Have you ever sat down to write a song? How about a poem? Everybody's at least done the obligatory English class essay. Which means we all know what it's like to experience writer's block — that frustrating experience when the words just won't flow and your tempted to throw your computer and/or pencil out the window.
But potential lack of inspiration, also known as any artist's worst nightmare, isn't stopping local folk singer/songwriter Zach Fountain — who performs under the moniker Rushmore Beekeepers — from embarking on his latest mission: to write and record one song a week for an entire year.
"I'm really worried about that, actually," Fountain says of the threat of writers block putting the breaks on his project. "There was a period maybe between 2002 to 2004 where I was writing nonstop, but its slowed down since then. I haven't done as much writing in the past few years, and I'm hoping [writer's block] doesn't happen ... but it could make for some interesting songs."

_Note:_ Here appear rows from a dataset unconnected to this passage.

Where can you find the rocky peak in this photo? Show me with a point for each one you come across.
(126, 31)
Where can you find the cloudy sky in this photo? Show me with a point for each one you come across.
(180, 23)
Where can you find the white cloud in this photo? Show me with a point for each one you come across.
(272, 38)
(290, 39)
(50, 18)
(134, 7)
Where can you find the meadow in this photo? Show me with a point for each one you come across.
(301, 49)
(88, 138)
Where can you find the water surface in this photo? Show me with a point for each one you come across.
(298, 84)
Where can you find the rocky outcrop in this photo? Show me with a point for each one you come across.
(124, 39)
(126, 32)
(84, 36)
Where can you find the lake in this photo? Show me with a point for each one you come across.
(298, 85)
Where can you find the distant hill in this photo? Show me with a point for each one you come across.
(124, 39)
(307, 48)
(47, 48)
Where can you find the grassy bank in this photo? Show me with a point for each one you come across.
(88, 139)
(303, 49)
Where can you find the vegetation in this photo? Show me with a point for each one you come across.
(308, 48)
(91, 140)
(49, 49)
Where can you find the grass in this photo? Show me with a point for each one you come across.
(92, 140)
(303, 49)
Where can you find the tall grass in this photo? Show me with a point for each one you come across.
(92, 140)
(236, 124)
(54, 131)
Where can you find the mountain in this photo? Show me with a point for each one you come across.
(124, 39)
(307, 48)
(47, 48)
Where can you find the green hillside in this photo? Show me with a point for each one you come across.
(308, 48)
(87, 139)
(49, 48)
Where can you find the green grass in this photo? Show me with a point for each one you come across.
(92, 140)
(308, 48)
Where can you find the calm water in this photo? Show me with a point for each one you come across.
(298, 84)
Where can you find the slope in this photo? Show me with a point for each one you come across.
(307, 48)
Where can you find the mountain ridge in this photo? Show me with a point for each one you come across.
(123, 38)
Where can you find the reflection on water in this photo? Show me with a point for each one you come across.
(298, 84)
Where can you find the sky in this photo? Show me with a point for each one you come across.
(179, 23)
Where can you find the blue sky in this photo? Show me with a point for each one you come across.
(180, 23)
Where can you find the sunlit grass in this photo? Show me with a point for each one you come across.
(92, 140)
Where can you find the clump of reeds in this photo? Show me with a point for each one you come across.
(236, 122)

The decision to make his latest quirky qualms accessible to the world via his personal website, rushmorebeekeepers.com, and Bandcamp,rushmorebeekeepers.bandcamp.com — his first song posted, "If I Left the Stove On," was written about his OCD fretting — is due in part to Fountain's need for a little accountability.
- Band Guide
- Rushmore Beekeepers
- "If I Left the Stove On" by Rushmore Beekeepers
"I decided to have it posted, downloadable and streaming [on the two websites] because if I was the only one expecting a song a week I wouldn't do it. That sense of obligation will keep me going."

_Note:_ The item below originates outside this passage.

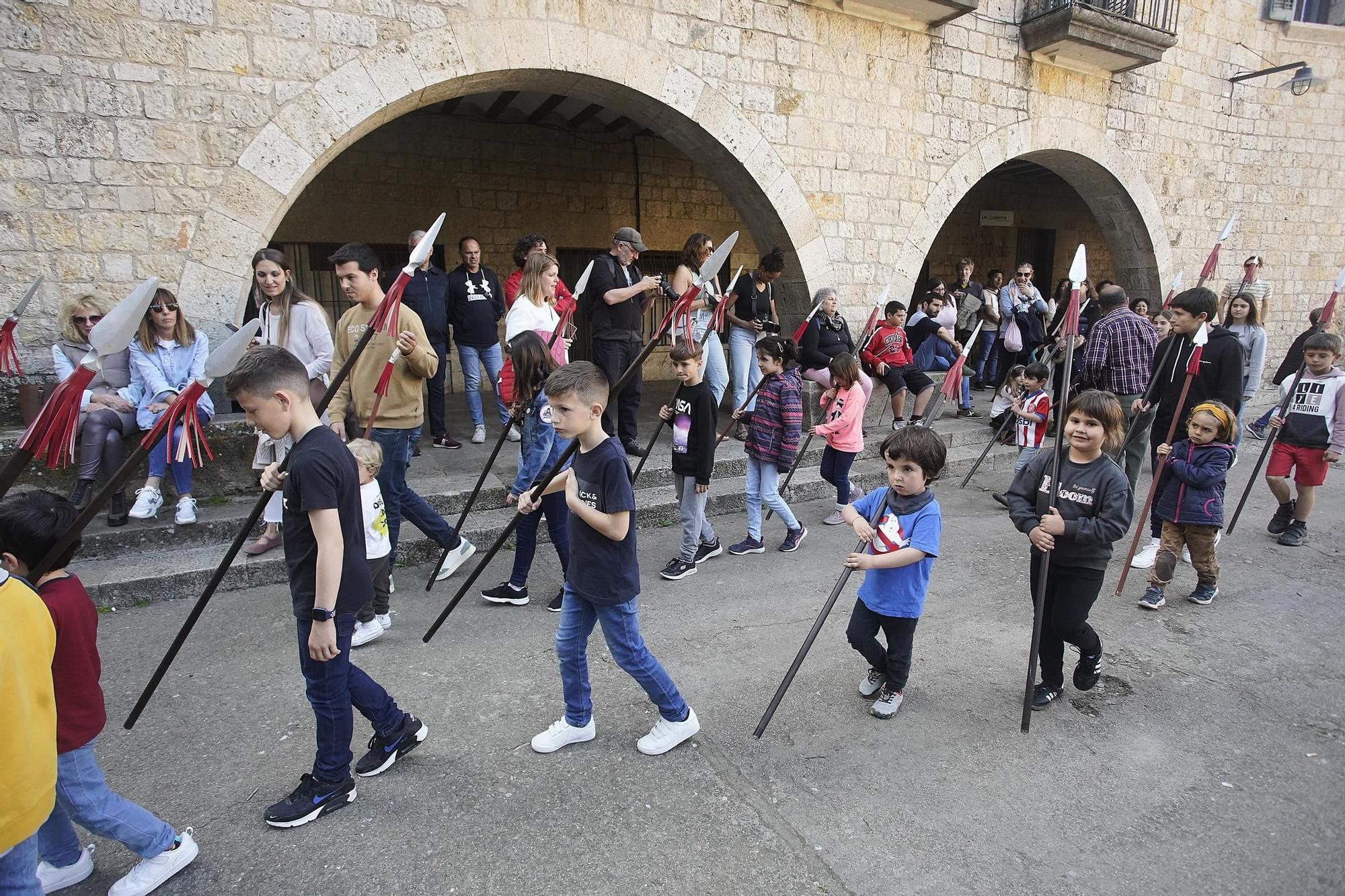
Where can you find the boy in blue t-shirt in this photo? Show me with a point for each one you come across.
(605, 575)
(902, 551)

Fountain also is viewing his undertaking as an opportunity to sharpen his skills, something he says he learned from one of his idols.

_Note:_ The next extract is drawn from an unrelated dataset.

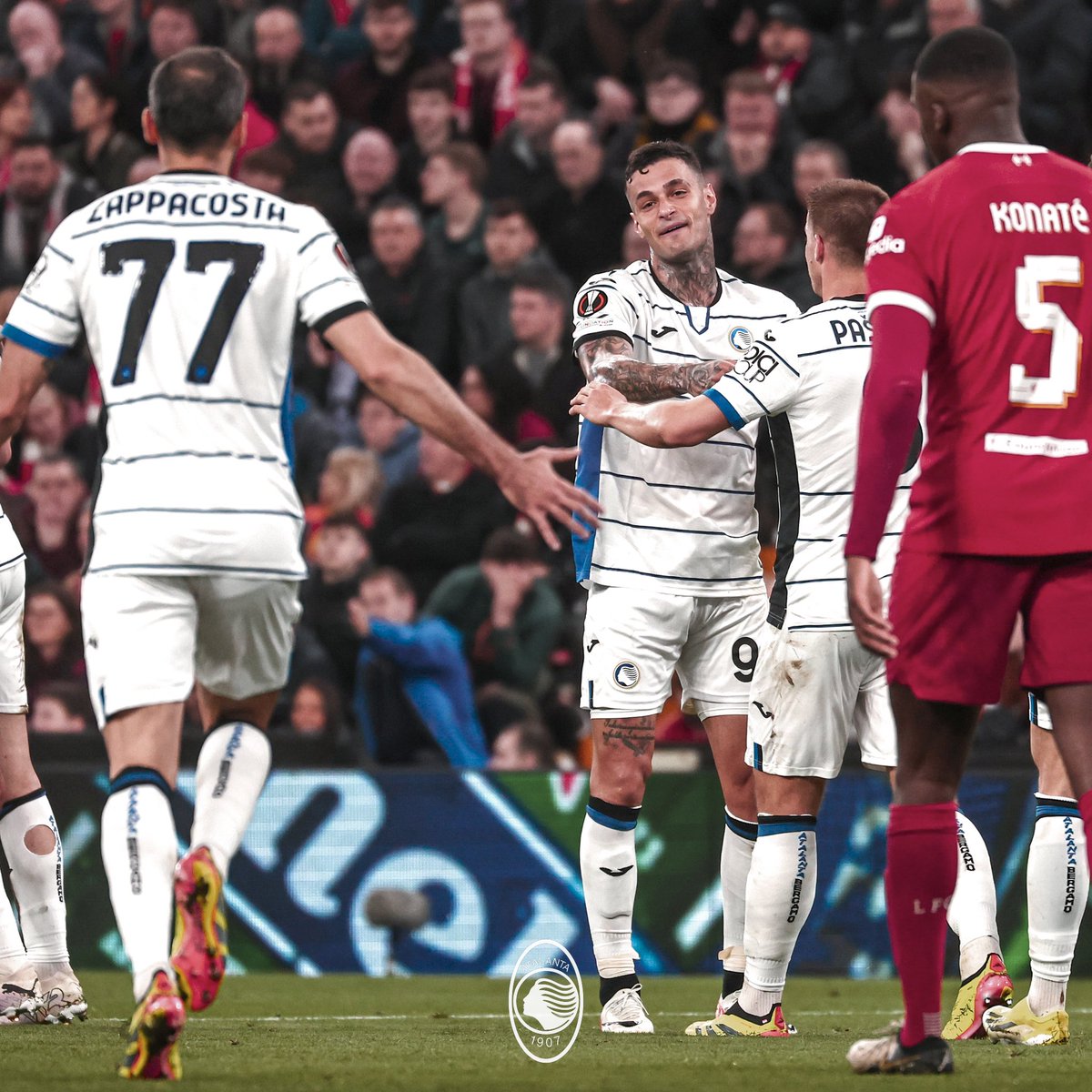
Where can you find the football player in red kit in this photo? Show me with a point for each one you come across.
(976, 278)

"[Alternative/pop singer] Matthew Sweet said you should write a song a day just for practice," explains Fountain. "I thought about that for years, but I think that's too much for me to do. That's kind of a lot. But with a song a week there's a chance to write something decent and get it recorded."
Still in the first week of his journey, Fountain's only one song deep, but at the end of the year (assuming all goes as planned), he'll have close to 50 new songs under his belt. What's a singer to do with all that material?
"If they all turn out pretty good, I think it'd be neat to put them out on CD and some incentive to get it, like some kind of unique packaging. Or if I'm not writing a really good song every week, then maybe just a condensed CD. ... We'll see what happens."